Pre-testing your controller choice
Bench testing a controller to know it’s capabilities in advance can save a lot of unnecessary effort down the line. Certainly if you’re asking a controller to do something that you’ve not undertaken before, then undertaking a bench test is better than finding out half way through the project that it just isn’t up to the job required.
Avoid ‘Canned Code’ for your PLC controller
If you’re looking at maintaining and upgrading a system for years to come (and you should be,) then ensure that the programmers have as much input into the structure, classifications and terminology of the code as possible. It’s normal to be ironing out bugs in, and making changes to a new control system and you’ll find that the facility will be on it’s feet much quicker when you’re fully in control of the coding on the new system.

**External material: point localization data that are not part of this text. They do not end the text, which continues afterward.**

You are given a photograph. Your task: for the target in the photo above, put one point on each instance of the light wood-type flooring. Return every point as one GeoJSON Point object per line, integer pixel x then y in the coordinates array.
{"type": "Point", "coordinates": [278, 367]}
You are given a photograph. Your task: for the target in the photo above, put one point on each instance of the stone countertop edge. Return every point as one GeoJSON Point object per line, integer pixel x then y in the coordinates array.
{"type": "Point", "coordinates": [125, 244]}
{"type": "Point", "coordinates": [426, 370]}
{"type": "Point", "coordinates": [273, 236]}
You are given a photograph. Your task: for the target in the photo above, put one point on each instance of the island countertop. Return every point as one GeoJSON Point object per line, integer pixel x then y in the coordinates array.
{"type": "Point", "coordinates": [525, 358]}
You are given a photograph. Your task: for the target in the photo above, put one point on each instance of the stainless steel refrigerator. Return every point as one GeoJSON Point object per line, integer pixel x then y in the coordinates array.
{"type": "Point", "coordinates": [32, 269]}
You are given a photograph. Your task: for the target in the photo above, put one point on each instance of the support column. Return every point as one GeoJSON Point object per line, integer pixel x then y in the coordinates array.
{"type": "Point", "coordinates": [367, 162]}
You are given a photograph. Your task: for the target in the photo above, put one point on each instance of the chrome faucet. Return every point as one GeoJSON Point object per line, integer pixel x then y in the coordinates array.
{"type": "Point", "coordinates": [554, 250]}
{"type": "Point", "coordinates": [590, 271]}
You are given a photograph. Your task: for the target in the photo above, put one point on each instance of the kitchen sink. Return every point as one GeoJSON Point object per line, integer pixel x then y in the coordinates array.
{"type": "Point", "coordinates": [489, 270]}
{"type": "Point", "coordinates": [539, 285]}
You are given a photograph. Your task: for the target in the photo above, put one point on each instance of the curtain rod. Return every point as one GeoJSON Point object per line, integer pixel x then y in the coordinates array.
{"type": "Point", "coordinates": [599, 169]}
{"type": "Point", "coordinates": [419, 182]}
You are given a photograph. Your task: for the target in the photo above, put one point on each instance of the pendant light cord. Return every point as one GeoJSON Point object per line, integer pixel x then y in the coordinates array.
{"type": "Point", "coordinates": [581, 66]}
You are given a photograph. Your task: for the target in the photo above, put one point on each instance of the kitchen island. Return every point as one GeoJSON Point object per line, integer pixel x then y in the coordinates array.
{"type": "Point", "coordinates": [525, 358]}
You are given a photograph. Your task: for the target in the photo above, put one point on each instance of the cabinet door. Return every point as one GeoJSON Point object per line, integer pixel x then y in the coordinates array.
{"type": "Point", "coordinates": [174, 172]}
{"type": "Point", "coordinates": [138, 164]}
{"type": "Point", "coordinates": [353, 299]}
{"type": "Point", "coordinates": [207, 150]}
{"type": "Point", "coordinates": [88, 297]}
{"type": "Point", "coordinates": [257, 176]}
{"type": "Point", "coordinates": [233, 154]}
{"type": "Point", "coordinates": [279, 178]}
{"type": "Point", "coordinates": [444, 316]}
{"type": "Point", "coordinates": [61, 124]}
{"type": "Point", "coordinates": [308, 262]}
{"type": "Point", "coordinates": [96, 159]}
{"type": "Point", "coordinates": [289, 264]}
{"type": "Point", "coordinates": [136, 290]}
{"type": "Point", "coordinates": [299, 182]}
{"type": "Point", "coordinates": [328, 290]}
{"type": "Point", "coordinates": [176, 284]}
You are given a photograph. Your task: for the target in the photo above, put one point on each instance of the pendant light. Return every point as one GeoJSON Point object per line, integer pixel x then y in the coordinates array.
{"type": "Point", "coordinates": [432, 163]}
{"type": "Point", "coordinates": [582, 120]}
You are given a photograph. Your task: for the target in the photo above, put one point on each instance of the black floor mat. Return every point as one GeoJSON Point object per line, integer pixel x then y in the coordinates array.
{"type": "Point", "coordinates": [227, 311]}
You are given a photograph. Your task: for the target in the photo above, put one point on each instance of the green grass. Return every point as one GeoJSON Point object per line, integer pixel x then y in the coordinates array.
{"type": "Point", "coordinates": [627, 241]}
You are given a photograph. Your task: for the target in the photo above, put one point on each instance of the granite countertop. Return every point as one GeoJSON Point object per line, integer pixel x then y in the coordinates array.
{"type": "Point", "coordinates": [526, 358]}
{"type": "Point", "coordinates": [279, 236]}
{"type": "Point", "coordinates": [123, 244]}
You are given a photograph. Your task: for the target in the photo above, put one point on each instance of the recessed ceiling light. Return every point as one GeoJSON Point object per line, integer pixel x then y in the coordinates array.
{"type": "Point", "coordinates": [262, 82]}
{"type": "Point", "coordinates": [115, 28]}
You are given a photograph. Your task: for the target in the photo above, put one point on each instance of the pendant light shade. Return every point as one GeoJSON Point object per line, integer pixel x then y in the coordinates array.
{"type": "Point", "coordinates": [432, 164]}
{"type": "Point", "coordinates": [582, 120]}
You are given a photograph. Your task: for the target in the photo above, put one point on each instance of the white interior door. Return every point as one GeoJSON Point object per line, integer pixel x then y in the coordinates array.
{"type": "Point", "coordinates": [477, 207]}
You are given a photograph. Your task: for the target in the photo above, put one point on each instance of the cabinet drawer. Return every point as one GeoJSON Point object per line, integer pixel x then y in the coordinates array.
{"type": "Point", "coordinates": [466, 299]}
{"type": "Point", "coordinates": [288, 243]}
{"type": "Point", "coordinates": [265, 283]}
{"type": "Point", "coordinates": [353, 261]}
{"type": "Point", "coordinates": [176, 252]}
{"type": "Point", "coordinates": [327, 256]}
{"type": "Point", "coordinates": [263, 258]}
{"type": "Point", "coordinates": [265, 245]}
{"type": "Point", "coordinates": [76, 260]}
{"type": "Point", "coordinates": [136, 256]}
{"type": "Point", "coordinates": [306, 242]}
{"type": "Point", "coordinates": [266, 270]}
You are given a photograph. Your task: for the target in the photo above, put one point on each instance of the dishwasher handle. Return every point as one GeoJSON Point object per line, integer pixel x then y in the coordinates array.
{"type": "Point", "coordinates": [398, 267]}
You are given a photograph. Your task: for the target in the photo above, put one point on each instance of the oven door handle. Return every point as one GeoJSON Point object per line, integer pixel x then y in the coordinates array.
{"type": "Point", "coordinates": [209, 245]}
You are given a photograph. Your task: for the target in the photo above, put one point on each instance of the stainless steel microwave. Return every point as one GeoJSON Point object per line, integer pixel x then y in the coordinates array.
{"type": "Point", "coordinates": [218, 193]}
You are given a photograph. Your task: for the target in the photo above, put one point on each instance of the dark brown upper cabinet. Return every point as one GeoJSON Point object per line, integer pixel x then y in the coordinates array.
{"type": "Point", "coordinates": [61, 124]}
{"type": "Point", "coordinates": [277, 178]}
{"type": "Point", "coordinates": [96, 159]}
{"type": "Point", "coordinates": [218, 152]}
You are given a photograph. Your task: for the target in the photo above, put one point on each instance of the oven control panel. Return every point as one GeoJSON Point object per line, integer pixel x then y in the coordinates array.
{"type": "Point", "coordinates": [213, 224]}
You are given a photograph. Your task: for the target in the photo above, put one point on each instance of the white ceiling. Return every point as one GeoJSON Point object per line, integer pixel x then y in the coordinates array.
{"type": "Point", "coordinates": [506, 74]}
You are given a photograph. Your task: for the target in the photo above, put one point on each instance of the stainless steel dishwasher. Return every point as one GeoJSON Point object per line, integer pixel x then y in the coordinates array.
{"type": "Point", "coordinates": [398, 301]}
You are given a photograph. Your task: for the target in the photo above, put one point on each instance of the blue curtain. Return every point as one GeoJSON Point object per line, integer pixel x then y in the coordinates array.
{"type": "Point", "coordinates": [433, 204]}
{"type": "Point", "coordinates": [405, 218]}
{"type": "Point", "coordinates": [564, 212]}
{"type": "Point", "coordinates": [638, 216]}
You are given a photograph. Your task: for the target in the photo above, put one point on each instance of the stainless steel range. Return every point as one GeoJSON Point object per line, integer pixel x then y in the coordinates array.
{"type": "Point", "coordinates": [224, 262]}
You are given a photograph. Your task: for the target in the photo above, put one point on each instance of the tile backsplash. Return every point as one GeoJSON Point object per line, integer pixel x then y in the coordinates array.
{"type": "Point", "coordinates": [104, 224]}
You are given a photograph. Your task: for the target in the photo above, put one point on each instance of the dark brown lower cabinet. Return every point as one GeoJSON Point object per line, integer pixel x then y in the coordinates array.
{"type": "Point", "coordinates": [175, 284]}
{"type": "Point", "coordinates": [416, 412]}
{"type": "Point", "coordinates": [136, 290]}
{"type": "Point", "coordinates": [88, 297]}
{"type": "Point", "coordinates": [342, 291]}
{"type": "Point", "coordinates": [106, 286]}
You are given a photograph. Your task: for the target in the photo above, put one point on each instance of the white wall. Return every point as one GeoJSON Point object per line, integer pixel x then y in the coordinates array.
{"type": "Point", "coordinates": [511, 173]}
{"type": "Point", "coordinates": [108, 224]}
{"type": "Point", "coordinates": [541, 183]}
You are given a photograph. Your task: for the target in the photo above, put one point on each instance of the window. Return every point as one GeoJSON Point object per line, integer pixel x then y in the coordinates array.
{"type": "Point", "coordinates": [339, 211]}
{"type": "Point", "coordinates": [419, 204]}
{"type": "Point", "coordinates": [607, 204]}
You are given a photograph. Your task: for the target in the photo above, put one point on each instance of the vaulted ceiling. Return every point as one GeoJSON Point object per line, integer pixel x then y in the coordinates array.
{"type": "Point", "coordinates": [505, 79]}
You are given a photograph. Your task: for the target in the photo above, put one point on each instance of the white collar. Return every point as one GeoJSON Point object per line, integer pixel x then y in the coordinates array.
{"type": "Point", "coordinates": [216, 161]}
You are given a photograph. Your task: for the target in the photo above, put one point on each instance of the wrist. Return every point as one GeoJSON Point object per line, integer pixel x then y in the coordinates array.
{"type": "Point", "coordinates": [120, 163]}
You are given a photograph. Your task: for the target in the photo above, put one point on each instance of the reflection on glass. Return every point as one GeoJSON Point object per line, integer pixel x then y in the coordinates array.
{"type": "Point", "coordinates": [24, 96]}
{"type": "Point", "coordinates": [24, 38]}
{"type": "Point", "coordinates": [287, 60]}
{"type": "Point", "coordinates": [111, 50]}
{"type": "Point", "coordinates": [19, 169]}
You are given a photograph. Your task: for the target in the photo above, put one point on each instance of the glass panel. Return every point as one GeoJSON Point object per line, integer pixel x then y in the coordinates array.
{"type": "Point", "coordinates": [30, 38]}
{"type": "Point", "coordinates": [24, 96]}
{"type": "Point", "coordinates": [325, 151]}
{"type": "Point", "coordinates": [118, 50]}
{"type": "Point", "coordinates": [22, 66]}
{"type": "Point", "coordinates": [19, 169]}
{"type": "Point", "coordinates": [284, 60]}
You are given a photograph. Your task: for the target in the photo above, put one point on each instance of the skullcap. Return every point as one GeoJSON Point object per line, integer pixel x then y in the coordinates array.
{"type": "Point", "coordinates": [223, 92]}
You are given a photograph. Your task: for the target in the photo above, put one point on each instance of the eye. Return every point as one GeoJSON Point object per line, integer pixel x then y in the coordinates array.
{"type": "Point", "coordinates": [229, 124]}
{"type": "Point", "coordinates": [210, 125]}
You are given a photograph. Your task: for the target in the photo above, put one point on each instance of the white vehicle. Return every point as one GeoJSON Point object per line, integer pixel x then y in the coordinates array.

Making sure the systems talk
Communications is key when you’re specifying a PLC. Although things have improved and standardised with ODVA, some sophisticated sensors or peripherals can still present a problem. It’s really important to choose a PLC that has all the device type communications modules. Most PLCs on the market are able to communicate on device buses, but not all can work with every type of Ethernet. Doing your research here can save a lot of problems down the line.
The importance of the Human Machine Interface first
It is best practice to ensure that you start with the HMI (Human Machine Interface) – writing your programming code first may mean that you’ve got to re-write it when you realise it won’t necessarily do what it is required to do to make management easy and efficient, (and even enjoyable), to use.
It is good practice to keep a software configuration control document up to date, so that you have to hand summaries all programmable/tunable parameters. This will be particularly useful with disaster recovery/cyber security issues.